From the British Columbia Cancer Agency, Vancouver, British Columbia V5Z 4E6, Canada; Stony Brook Health Science Center, State University of New York (SUNY), Stony Brook, NY; University of Virginia Health Sciences Center, Charlottesville, VA; University of Alabama, Birmingham, AL; Georgetown University Medical Center, Washington, DC; and Bristol-Myers Squibb Pharmaceutical Research Institute, Wallingford, CT.

Address reprint requests to Anthony W. Tolcher, MD, Institute for Drug Development, Cancer Therapy and Research Center, Suite 250, 8122 Datapoint Dr, San Antonio, TX 78229.

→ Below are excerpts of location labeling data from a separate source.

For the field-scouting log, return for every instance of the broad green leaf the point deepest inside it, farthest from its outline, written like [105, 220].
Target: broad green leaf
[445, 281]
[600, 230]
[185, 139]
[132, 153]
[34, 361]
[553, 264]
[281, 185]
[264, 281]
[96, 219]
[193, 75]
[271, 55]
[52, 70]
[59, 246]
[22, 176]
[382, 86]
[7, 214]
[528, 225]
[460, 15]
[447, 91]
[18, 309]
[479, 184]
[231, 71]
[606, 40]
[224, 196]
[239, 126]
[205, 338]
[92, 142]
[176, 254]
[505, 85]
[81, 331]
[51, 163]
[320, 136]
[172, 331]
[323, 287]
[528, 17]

PURPOSE: BMS-182248-1 (BR96-doxorubicin immunoconjugate) is a chimeric human/mouse monoclonal antibody linked to approximately eight doxorubicin molecules. The antibody is directed against the Lewis-Y antigen, which is expressed on 75% of all breast cancers but is limited in expression on normal tissues. Preclinical xenograft models demonstrated significant antitumor activity, including cures. A randomized phase II design was chosen to estimate the activity of the BR96-doxorubicin conjugate in metastatic breast cancer in a study population with confirmed sensitivity to single-agent doxorubicin.

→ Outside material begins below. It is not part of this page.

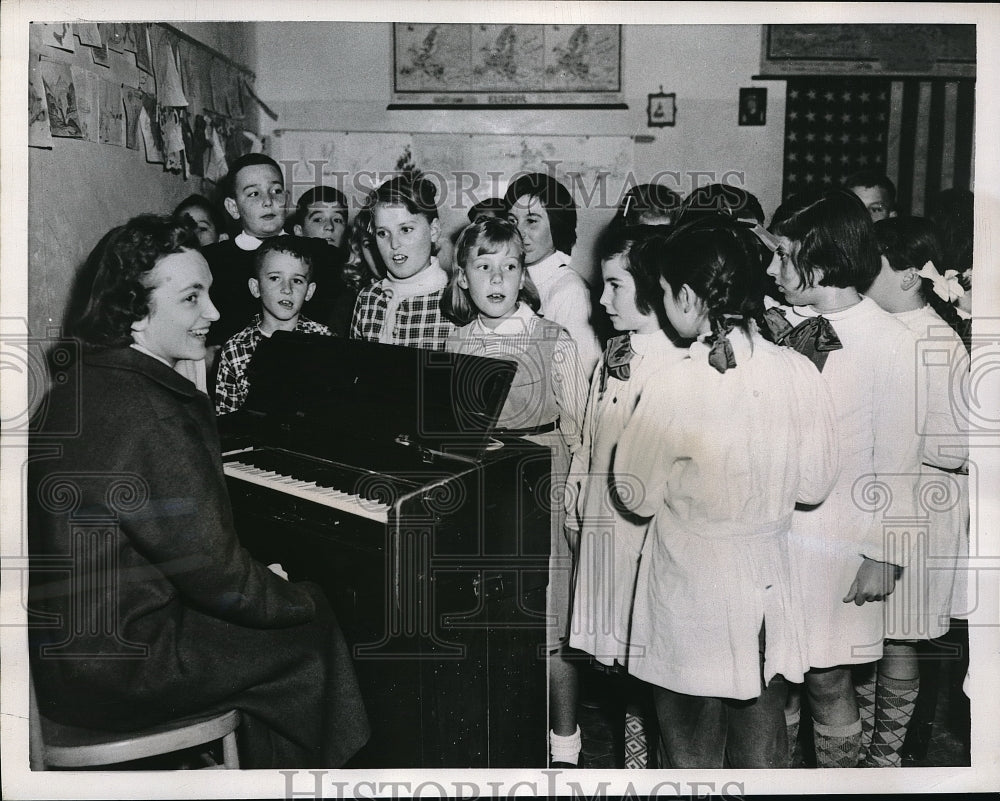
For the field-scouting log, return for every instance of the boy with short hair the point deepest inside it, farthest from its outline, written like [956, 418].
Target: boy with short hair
[282, 283]
[876, 191]
[254, 196]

PATIENTS AND METHODS: Patients with measurable metastatic breast cancer and immunohistochemical evidence of Lewis-Y expression on their tumor received either BR96-doxorubicin conjugate 700 mg/m² IV over 24 hours or doxorubicin 60 mg/m² every 3 weeks. Patients were stratified on the basis of prior doxorubicin exposure, visceral disease, and institution. Cross-over to the opposite treatment arm was allowed with progressive or persistently stable disease.

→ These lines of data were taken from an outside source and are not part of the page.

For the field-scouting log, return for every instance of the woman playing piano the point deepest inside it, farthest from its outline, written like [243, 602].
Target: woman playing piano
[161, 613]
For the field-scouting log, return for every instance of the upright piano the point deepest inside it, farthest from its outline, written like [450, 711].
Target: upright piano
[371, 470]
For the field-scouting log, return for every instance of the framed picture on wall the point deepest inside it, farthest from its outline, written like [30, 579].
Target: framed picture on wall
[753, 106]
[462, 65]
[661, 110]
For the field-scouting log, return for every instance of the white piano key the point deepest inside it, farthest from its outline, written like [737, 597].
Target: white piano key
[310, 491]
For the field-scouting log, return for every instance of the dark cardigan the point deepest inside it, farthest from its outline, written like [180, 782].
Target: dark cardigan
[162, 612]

RESULTS: Twenty-three patients who had received a median of one prior chemotherapy regimen were assessable. There was one partial response (7%) in 14 patients receiving the BR96-doxorubicin conjugate and one complete response and three partial responses (44%) in nine assessable patients receiving doxorubicin. No patient experienced a clinically significant hypersensitivity reaction. The toxicities were significantly different between the two treatment groups, with the BR96-doxorubicin conjugate group having limited hematologic toxicity, whereas gastrointestinal toxicities, including marked serum amylase and lipase elevations, nausea, and vomiting with gastritis, were prominent.

CONCLUSION: The BR96-doxorubicin immunoconjugate has limited clinical antitumor activity in metastatic breast cancer. The gastrointestinal toxicities likely represent binding of the agent to normal tissues expressing the target antigen and may have compromised the delivery of the immunoconjugate to the tumor sites.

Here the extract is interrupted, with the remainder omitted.